Attijariwafa bank Europe respects your rights
You have rights of access, rectification or deletion, as well as rights to the portability of your data and to limit its processing. You may also, for reasons relating to your particular situation, cancel processing of your data, unless said data are being processed within the framework of a contractual relationship or for compliance with legal obligations.
For certain processing operations (in particular for commercial prospecting), your explicit consent is required. Information to this effect will be included on the collection form. You can withdraw your consent at any time without affecting your relationship with Attijariwafa bank Europe.

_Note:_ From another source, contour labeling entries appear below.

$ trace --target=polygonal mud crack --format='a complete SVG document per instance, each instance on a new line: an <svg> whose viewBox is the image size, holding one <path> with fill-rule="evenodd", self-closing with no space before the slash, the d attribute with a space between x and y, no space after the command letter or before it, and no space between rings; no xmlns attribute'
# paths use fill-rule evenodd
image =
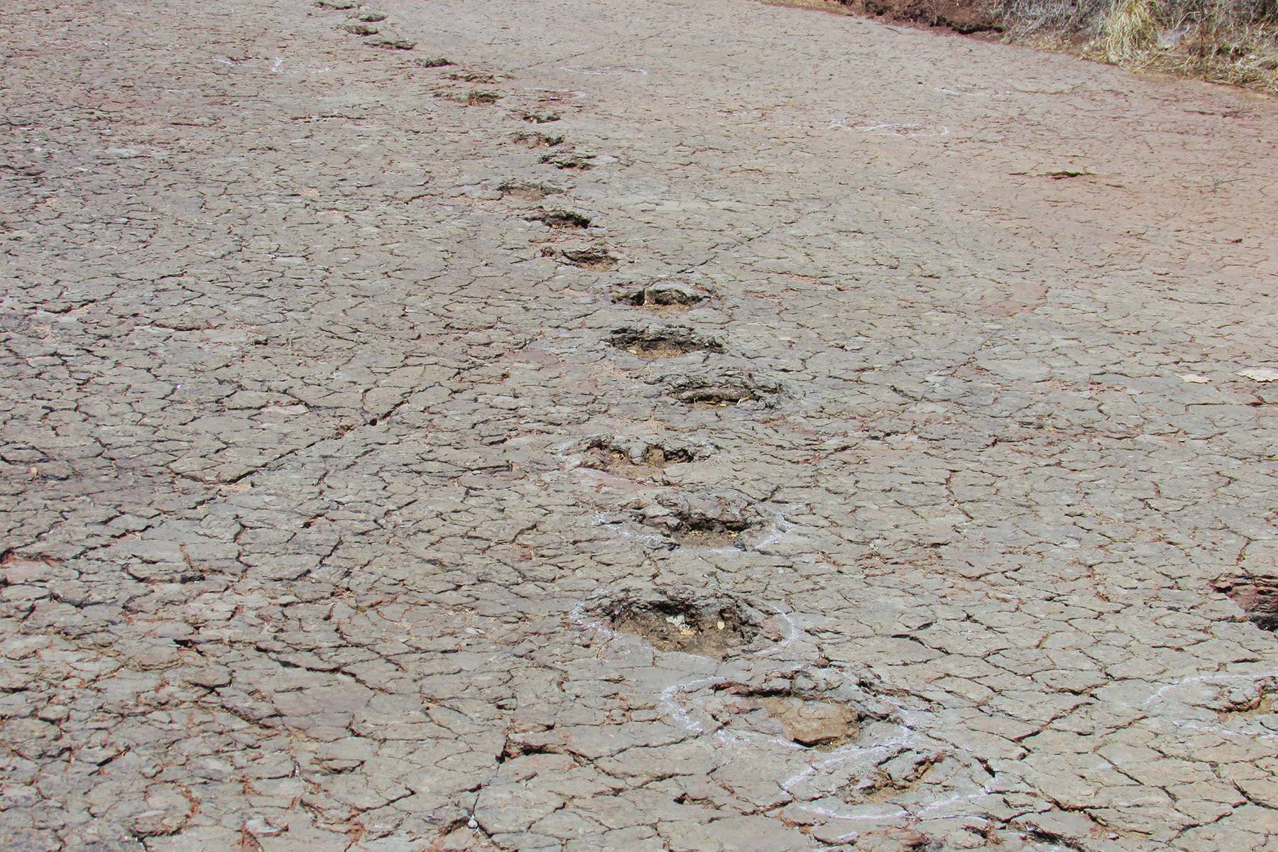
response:
<svg viewBox="0 0 1278 852"><path fill-rule="evenodd" d="M617 349L644 360L675 358L688 353L722 353L723 344L713 337L698 335L691 328L667 326L663 328L616 328L608 336Z"/></svg>
<svg viewBox="0 0 1278 852"><path fill-rule="evenodd" d="M705 450L689 443L649 443L642 439L592 438L584 447L583 468L642 479L668 465L703 459Z"/></svg>
<svg viewBox="0 0 1278 852"><path fill-rule="evenodd" d="M749 373L739 369L721 369L699 376L676 376L666 382L672 399L685 405L704 407L727 407L732 405L768 405L768 397L776 387L757 382Z"/></svg>
<svg viewBox="0 0 1278 852"><path fill-rule="evenodd" d="M596 613L610 628L640 636L663 651L723 658L759 635L763 614L741 600L699 589L622 591Z"/></svg>
<svg viewBox="0 0 1278 852"><path fill-rule="evenodd" d="M704 289L671 278L624 290L613 298L613 301L636 308L686 310L709 298L711 294Z"/></svg>
<svg viewBox="0 0 1278 852"><path fill-rule="evenodd" d="M1278 577L1224 576L1215 590L1228 595L1260 630L1278 630Z"/></svg>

You can exercise these rights by sending a letter to Attijariwafa bank Europe at the following address: 6-8 rue Chauchat F-75009 Paris, or by sending an email to the following address firstname.lastname@example.org.
Attijariwafa bank Europe undertakes to respond to requests to exercise your rights within the applicable legal deadlines, i.e. 1 month.
You also have the right to lodge a complaint with the National Commission for Computing and Liberties (www.cnil.fr).
Attijariwafa bank Europe has initiated a governance process concerning data protection
All Attijariwafa bank Europe staff have been made aware of the best practices applicable to the handling of personal data. All data are processed with the greatest respect for your privacy.
Attijariwafa bank Europe has appointed a Data Protection Officer (the bank’s main compliance officer), who took up the position on 25 May 2018, and who can be reached at the following address: email@example.com.
Legal framework applying to the protection of personal data
- Law No. 78-17 of 6 January 1978 relating to data processing, files and freedoms.
- European Regulation No. 2016/679 of the European Parliament and of the Council of 27 April 2016.